Properties and structure 
Quantum dots are unique fluorophores relative to organic dyes, like fluorescein or rhodamine because they are composed of semiconductor metals, instead of a π-conjugated carbon-bonding framework.  With organic dyes, the length of the π-conjugated framework (quantum confinement), as well as side-groups (electron donating/withdrawing or halogens) tend to dictate the absorption and emission spectra of the molecule.  Semiconductor quantum dots also work on the concept of quantum confinement, (often referred to as "Particle in a Box" theory) where an exciton is formed inside the crystal lattice by an incident photon of higher energy.  The electron and hole of the exciton have an interaction energy that is tuned by changing the physical size of the quantum dot.  The absorption and emission colors are tuned such that smaller quantum dots confine the exciton into a tighter physical space and increase the energy.  Alternatively, a larger quantum dot confines the exciton into a larger physical space, lowering the interaction energy of the electron and hole, and decreasing the energy of the system.  As shown in the table above, the diameter of the CdSe quantum dots is related to the emission energy such that the smaller quantum dots emit photons toward the blue wavelength range (higher energy) and the larger quantum dots emit photons toward the red wavelength range (lower energy.)

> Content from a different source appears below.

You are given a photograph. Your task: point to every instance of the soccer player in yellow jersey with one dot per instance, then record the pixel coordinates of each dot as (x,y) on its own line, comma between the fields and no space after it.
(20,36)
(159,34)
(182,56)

To the right are representative absorption (blue) and emission (red) spectra for the eFluor-605 nanocrystal. The absorption spectrum of nanocrystals displays a number of peaks overlaid on background that rises exponentially toward the ultraviolet, where the lowest energy absorption peak arises from the 1S-1S transition, and has been correlated to the physical size of the quantum dot. Generally referred to as the "1st exciton," and is the primary absorption characteristic used to determine both size and concentration for most quantum dots.

The photoluminescence spectra of quantum dots are also unique relative to organic dyes in that they are typically Gaussian-shaped curves with no red-tailing to the spectrum.  The width of the photoluminescence peak represents the heterogeneity in size dispersion of the quantum dots, where a large size dispersion will lead to broad emission peaks, and tight size-dispersion will lead to narrow emission peaks, often quantified by the full width at half maximum (FWHM) value.  eFluor Nanocrystals are specified at ≤30nm FWHM for the CdSe nanocrystals, and ≤70nm FWHM for the InGaP eFluor 700 nanocrystals.